El
hecho de predicar no es para mí motivo de soberbia. No tengo más remedio y, ¡ay
de mí sí no anuncio el Evangelio!”. El apóstol Pablo nos recuerda que su
vocación supuso la transformación de un fariseo perseguidor de la primera
iglesia en un ardiente heraldo de la buena nueva, del Evangelio que Jesús había
anunciado con palabras y signos. Pablo está convencido de que su trabajo
apostólico significa dar a conocer el Evangelio para participar él mismo de los
beneficios que supone para la humanidad la obra de Jesús. Pero esta disposición
de Pablo no es algo que atañe sólo a él, sino que caracteriza a toda la
Iglesia, desde Pablo hasta hoy: anunciar el Evangelio con decisión y
generosidad, sin buscar compensaciones humanas. Al decir Iglesia no hemos de
pensar sólo en el papa, en los obispos o en los presbíteros. Todos los
bautizados, si hemos entendido qué significa aceptar el seguimiento de Jesús,
estamos llamados a anunciar el Evangelio, la Buena Nueva del Reino, con nuestra
vida y con nuestra palabra.
Anunciar
el Evangelio de Jesús. Es una frase que se repite a menudo pero que conviene
comprender su profundo significado. Jesús vino al mundo para salvar al hombre
del pecado y de todas sus consecuencias, la más importante de las cuales es la
misma muerte que, queramos o no, angustia y oprime el vivir de los hombres. Hoy
escuchamos la lamentación de Job, un hombre que representa a todos los hombres
y mujeres que a lo largo de la historia y aún hoy día, están sujetos a la
fatiga, a la injusticia, al dolor, al sufrimiento, a la desesperación, a la
nostalgia, consientes de la brevedad de la existencia, que se encamina
fatalmente hacia la muerte. Job describe con metáforas familiares muy
expresivas sus penas para las que humanamente hablando no se ve remedio.
Su
problema, como el problema de todos los que le asemejan, sólo encuentra
solución en la fe, en la acogida de la Buena Nueva que Jesús ha traído a los
hombres. Pues Jesús ha venido para salvar al hombre todo entero, no sólo de las
contrariedades de la vida presente sino incluso de la nada que parece
esconderse detrás de la muerte: Jesús ha venido a ofrecer la vida y una vida
que es más vida que la que vivimos cada día, que no conoce ninguna clase de
límite, porque es un don de Dios y en Dios.
El
Jesús que delinea el evangelio de hoy ofrece tres rasgos que se complementan mutuamente
y señalan cómo interpretar su venida entre los hombres. Marcos habla de la
oración de Jesús, que se levanta de madrugada, y se retira en descampado para
orar, para orar al Padre, como precisan los otros evangelistas. Jesús, por ser
quien es, el Hijo de Dios, tiene necesidad de orar, de estar en comunicación
intensa y profunda con el Padre que le ha enviado y que le asiste en todo su
ministerio. Es en la oración que Jesús recibe la fuerza de predicar, de
anunciar el Reino, de invitar a los hombres a la conversión, a volverse hacia
Dios y abrirse a su amor. Éste es el contenido de la Buena Nueva de Jesús, éste
es el Evangelio que Pablo anunciaba y que la Iglesia de todos los tiempos ha de
continuar haciendo llegar a todos los hombres sin excepción, incluso a aquellos
que, por considerarse suficientemente adultos, creen poder prescindir de Dios.
Y
para que sus palabras no vuelen con el viento y queden en el corazón de los
hombres para dar el fruto conveniente, Jesús se prodiga en favor de los
necesitados. Primero es la suegra de Simón Pedro que recibe el beneficio de su
presencia. Después de ella son todos los enfermos y poseídos de la comarca.

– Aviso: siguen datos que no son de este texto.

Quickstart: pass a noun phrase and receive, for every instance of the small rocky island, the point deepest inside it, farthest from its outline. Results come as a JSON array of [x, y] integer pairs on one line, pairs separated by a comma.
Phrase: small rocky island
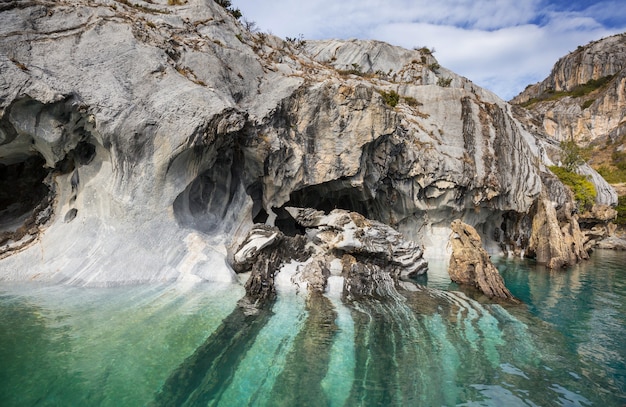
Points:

Pero Jesús no se para, continúa caminando de aldea en aldea para anunciar el
Reino, que es para lo que ha venido. El Señor que constantemente se nos acerca
en sus sacramentos, quiere levantarnos de nuestra postración espiritual para
que vivamos generosamente al servicio
del Evangelio, en bien de todos nuestros hermanos.